Indeed SAK, very good point.
I agree, this is a very good application for Displaced Ventilation. Interesting approach.
This is what these forums should be about - people should volunteer ways to solve the problem differently, better yet, eliminate the problem instead of improving the proposed solution by the OP.
I'd add to your suggestion if I may - One could supply air at much higher temperature (say 63 to 64) and even higher (as much as 70F) during low-occupancy (which is most of the time, i.e no competition), thus taking advantage of longer hours of air-side economizer and ignore lighting and roof from the load along the way. Adding cool roof technology reduces load even more.
You'd still combine with Total enthalpy recovery to your minimum fresh air intake
Now throw in some pre-cooling control method for pre-determined high occupancy periods, and you have removed the fear of equipment down-sizing.
If still afraid of down-sizing - One could up-size somewhat ductwork and have space for additional equipment to supplement the system (IF if happens to be undersized or fearful or record days).

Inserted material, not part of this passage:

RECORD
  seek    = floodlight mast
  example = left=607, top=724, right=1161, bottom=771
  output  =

If this is a single story facility, one could easily add natural ventilation or a combination of (PRV's on roof and open windows and doors between 70 and 75 outdoor temperature) and still get adequate comfort.
I'd look into hydronic in-floor radiant heat for heating if this is a new facility and it is in a cold climate. Solar thermal using low-grade heat (90 - 110) for in-floor radiant heat will go a long a way towards reducing heating costs.
Let me throw-in a different approach - if this is hot and dry climate, this space would be a very good application for evaporative cooling and you have removed 90% of air-conditioning - you don't even need to down-size since your energy (water) consumption is in direct relation with outdoor wet-bulb.
There is a huge opportunity for energy savings - you could look at possibly achieving LEED Platinum for such an application.
FEAR is what makes people do stupid things, such as over-sizing in high occupancy spaces. Fear that it may not work, what if we have record days, I don't want to get sued, etc.. One could get numbers on paper and a common sens presentation to owner and have him sign-off and be ready to add equipment IF it does not work. Have easy solutions to remove the fear as indicated above. Any owner would jump at a solution reducing his first cost, operating costs and improve air quality and comfort.